Mercoledì 11 Settembre 2024
GIORGIO COSTA
Economia

"No alla guerra dei dazi con la Cina". L’agroalimentare italiano in allarme

I produttori di formaggio: "Le ritorsioni colpirebbero l’export". Una soluzione presentata al governo

"No alla guerra dei dazi con la Cina". L’agroalimentare italiano in  allarme

I produttori di formaggio: "Le ritorsioni colpirebbero l’export". Una soluzione presentata al governo

"Se proprio di dazi si deve parlare, dobbiamo provare a contenere la misura della Cina entro le somme che paghiamo oggi per fare entrate i nostri prodotti negli Stati Uniti, vale a dire circa il 10% del valore del prodotto. Un dato molto migliorativo rispetto ai dazi di Donald Trump che arrivavano al 40% del valore". Il direttore generale del Consorzio di Tutela del Grana Padano, Stefano Berni, ha incontrato nei giorni scorsi il ministro dell’Agricoltura Francesco Lollobrigida e c’è la volontà di trovare una soluzione per contenere i dazi cinesi e la proposta verrà discussa al G7 Agricoltura che si terrà in Sicilia dal 21 al 28 settembre. Il problema da scongiurare è che, alla mossa Usa-Europa sulle auto elettriche cinesi, la Cina risponda colpendo le eccellenze agroalimentari a grave danno di Francia, Germania e Italia che sono i maggiori produttori, in particolare di formaggi. A partire dalle Dop, che vedono nel Grana Padano il leader mondiale nel consumo con 5.456.500 forme prodotte lo scorso anno e con un export che già nei primi mesi del 2024 è ulteriormente cresciuto, arrivando a rappresentare circa il 52% del prodotto commercializzato che vale, al consumo, 3,7 miliardi di euro grazie al lavoro di quattromila stalle che producono un latte che viene remunerato, record italiano, a 64 centesimi al litro.

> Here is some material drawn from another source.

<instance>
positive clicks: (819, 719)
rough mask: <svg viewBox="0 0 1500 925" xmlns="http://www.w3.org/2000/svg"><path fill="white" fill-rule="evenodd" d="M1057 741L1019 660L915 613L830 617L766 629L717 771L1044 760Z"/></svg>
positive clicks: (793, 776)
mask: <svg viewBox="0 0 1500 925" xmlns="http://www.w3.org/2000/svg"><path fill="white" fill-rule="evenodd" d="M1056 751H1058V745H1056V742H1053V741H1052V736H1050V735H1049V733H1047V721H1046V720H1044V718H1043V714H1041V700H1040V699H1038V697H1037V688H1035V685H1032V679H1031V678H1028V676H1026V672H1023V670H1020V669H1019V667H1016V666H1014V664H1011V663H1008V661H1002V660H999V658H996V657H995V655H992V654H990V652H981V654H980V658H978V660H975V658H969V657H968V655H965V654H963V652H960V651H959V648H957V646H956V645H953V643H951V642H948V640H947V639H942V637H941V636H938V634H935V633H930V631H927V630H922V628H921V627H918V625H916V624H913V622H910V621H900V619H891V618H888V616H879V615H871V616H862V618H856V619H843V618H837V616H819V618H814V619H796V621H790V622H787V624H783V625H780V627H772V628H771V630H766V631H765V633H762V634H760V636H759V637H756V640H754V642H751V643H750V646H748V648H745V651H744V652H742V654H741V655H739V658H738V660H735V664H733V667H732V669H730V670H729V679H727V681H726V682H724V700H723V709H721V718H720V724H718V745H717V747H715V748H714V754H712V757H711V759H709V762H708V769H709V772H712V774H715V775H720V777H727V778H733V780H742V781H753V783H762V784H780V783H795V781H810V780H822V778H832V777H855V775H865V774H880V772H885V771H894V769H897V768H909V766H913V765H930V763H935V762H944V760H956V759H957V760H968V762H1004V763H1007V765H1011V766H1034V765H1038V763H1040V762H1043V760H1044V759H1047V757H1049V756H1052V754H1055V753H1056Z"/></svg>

"Per il Grana Padano la Cina – spiega Berni – è un mercato in decisa crescita e quindi saremmo sicuramente penalizzati. I produttori di Grana Padano hanno già subito blocchi in Russia nel 2014 quando ci fu l’invasione della Crimea e persero completamente un mercato che si stava rivelando interessantissimo avendo allora raggiunto in pochi anni le 50.000 forme annue". Il direttore del Consorzio di tutela del Grana Padano chiama in causa anche i diritti dei consumatori: "Noi siamo a favore della libera scelta del consumatore legata a prezzi corretti che non vengano eccessivamente gravati da dazi di ingresso, costi aggiuntivi di derivazione politica oltre a quelli fisiologici dettati dalla qualità dei prodotti posti in vendita".

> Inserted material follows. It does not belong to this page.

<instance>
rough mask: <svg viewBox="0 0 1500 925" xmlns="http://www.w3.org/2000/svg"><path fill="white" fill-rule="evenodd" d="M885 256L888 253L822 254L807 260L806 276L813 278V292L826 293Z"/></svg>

Anche il Consorzio del Parmigiano Reggiano segue la vicenda dazi. "Quel ci preoccupa, al di là della questione cinese – spiega Nicola Bertinelli, presidente del Consorzio, 161.700 tonnellate di Parmigiano prodotto, esportato per il 47%, per un valore alla produzione di 1,7 miliardi che raddoppiano se si guarda al consumo –, è che si avviino misure comunque restrittive del commercio mondiale dei latticini. La Cina vale circa 35 tonnellate di prodotto e gli Usa ben il 25% del totale esportato che significa 20mila tonnellate; ora negli Usa i farmer producono latte che vendono a 28 centesimi causa il crollo del consumo di latte fresco e il rischio è quello di provvedimenti di tutela che colpiscano in maniera indiscriminata anche chi, come noi, copre solo il 5% del mercato dei Parmesan a stelle e strisce".

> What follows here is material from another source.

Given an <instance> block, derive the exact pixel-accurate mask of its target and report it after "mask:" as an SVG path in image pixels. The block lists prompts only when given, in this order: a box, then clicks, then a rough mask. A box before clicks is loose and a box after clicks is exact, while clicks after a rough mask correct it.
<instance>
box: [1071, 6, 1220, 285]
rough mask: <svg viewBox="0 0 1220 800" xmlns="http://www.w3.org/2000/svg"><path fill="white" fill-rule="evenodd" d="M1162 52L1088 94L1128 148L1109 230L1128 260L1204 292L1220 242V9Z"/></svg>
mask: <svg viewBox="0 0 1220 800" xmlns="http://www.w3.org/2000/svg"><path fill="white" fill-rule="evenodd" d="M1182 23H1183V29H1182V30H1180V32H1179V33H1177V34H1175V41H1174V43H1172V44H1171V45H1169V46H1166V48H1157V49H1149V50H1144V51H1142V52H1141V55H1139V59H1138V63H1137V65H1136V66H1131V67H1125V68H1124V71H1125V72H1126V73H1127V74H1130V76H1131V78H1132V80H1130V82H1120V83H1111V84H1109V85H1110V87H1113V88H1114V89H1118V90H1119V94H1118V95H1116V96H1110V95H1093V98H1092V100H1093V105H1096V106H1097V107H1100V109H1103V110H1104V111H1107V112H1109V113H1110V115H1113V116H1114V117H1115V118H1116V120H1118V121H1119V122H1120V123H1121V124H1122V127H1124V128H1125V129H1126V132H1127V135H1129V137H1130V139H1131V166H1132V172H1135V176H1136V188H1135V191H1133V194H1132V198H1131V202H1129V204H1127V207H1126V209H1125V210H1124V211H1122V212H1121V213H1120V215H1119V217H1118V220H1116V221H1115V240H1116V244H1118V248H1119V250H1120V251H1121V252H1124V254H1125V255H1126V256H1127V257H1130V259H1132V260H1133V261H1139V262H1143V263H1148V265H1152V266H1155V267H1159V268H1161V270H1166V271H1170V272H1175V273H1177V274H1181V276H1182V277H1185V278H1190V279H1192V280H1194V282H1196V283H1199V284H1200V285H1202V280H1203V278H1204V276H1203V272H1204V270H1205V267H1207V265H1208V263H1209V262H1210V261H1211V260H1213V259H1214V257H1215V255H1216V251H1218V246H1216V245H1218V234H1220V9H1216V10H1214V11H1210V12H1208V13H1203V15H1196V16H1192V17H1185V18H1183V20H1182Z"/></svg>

Gian Domenico Auricchio, amministratore delegato della Auricchio (ricavi intorno ai 400 milioni nel 2023 e in leggera crescita nel 2024 grazie all’attività di novi stabilimenti produttivi), ritiene che "i dazi siano sempre una sconfitta, un ritorno al passato che mina la globalizzazione. Per noi la Cina è un mercato interessante oggi ma con grandi prospettive per il futuro vista la crescita della ricchezza media del Paese e la voglia che i cinesi hanno di sperimentare non solo il lusso della moda ma anche del cibo. E quando assaggiano il cibo italiano a casa nostra come turisti poi iniziano a cercarlo anche in patria".